After Margaret hung up, Alan took his supper to his desk and did some research. He found a number of articles -- in _The Atlanta Journal_, _Atlanta Magazine_, _The Atlanta Business Chronicle_, _The Milledgeville Union Recorder_, _Paranormal Watch_, _The Weekly World News_, and Wikipedia -- about Nat Holcomb, a paranormal who could instantly and perfectly change people's sex. There were also references to her, or him, on the personal blogs of several transsexuals who had availed themselves of his, or her, services. The most illuminating, perhaps, was a long series of blog posts from a dot-com millionaire, retired at thirty-six, who had, apparently out of sheer bored-rich curiosity, hired Holcomb to change him into a woman and change him back into a man thirty days later. A week into the experiment, "she" wrote:
I thought the weirdness, the sheer constant feeling of wrongness, would be gone by now. No such luck. I still feel off-balance when I walk -- and I haven't even tried wearing heels yet. My breasts are constantly getting in the way. I have to steel myself to walk into a women's restroom, though I have managed to avoid absentmindedly walking into the men's room. A couple of times, when I've been hacking or reading a really absorbing book, I've forgotten my body for a little while; but not for very long. Then when I come to myself, the wrongness hits me worse than ever. Is this what transsexuals feel all the time?
Near the end, this:
You might have heard your wife or girlfriend or sister complain about her period -- probably not very often, but once in a while, maybe when it's hurting her worse than usual. And if you're like I was, you've wondered how bad it could really be, something natural and routine and completely non-pathological. Right?

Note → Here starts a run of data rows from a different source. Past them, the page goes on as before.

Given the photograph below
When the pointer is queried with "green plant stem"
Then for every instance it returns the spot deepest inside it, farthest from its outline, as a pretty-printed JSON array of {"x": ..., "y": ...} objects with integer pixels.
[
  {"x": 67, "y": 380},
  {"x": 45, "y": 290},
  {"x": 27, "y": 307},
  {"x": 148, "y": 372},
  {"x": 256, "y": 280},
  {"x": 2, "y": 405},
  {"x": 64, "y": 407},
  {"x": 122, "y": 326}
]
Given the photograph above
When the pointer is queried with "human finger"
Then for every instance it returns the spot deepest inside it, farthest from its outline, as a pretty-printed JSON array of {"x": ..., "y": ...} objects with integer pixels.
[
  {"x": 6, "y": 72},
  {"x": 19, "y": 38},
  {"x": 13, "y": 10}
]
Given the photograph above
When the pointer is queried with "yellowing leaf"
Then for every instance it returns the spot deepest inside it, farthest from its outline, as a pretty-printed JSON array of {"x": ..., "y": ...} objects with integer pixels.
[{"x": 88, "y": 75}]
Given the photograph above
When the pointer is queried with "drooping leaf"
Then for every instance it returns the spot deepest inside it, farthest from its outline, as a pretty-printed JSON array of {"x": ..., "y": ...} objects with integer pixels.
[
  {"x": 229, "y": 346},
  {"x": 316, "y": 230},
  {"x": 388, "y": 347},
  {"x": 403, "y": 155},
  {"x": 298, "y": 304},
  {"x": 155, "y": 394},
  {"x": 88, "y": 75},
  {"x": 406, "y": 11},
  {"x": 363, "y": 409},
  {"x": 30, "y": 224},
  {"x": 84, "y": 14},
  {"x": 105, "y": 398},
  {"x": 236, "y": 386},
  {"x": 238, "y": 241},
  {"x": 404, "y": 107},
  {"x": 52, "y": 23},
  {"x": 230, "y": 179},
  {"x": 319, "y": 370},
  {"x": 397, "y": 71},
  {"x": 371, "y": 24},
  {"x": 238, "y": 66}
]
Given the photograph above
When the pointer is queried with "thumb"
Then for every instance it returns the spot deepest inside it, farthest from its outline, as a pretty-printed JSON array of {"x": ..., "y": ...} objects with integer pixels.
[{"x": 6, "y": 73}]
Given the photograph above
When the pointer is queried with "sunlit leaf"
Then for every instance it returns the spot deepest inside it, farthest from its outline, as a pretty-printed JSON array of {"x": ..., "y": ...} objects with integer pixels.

It's much worse than you think. If they complained about it like I used to complain about the occasional illness or injury that hurt about this bad, our civilization would drown under a layer of complaining nine feet deep.
Then, after he was restored to his true sex, he wrote:
After experiencing gender dysphoria for a month, I feel deeply for the people who've suffered from it their whole lives. I've just made a substantial contribution to the Caeneus Foundation, which helps out transsexuals of limited income who couldn't otherwise afford Mr. Holcomb's services; I hope some of my readers will do the same by clicking the Caeneus logo in the margin.
If you've got change to spare and are thinking of having Mr. Holcomb change you temporarily like I did, here's a piece of advice:
Alan bookmarked the page and closed the browser window, sick at heart.
- This*, he thought, was what his ex-wife and that greedy,
irresponsible paranormal had inflicted on Jack and Cecil. She was so obsessive about finding a cure for their haemophilia that she'd lost sight entirely of their psychological and spiritual health. Had Holcomb thought for a minute about how this would affect them deep-down and long-term, or asked any questions except whether Margaret's money was green? Alan found that about as plausible as the paragraph in the Wikipedia article (interrupted every other sentence with  tags) about how Holcomb had supposedly beaten off the alien invasion two years ago by changing the sex of a few hundred aliens.
Somehow he needed to get Holcomb to change them back. He noticed the time: 10:48 pm. He had to get to bed soon. But first he picked up his PDA and made two entries: a reminder to call his lawyer during his lunch break tomorrow, and another to go by the church to pray before the Blessed Sacrament for a few minutes on the way to Margaret's house. He would need a heap of grace to restrain himself from getting into a long, furious argument with her in front of the boys -- oh, God -- in front of the girls... and to stay cheerful and calm with Jack and Cecil all weekend. He had to treat them like the boys they still really were inside, and help them somehow with the "dysphoric wrongness" that blogger had described, until he could get them changed back.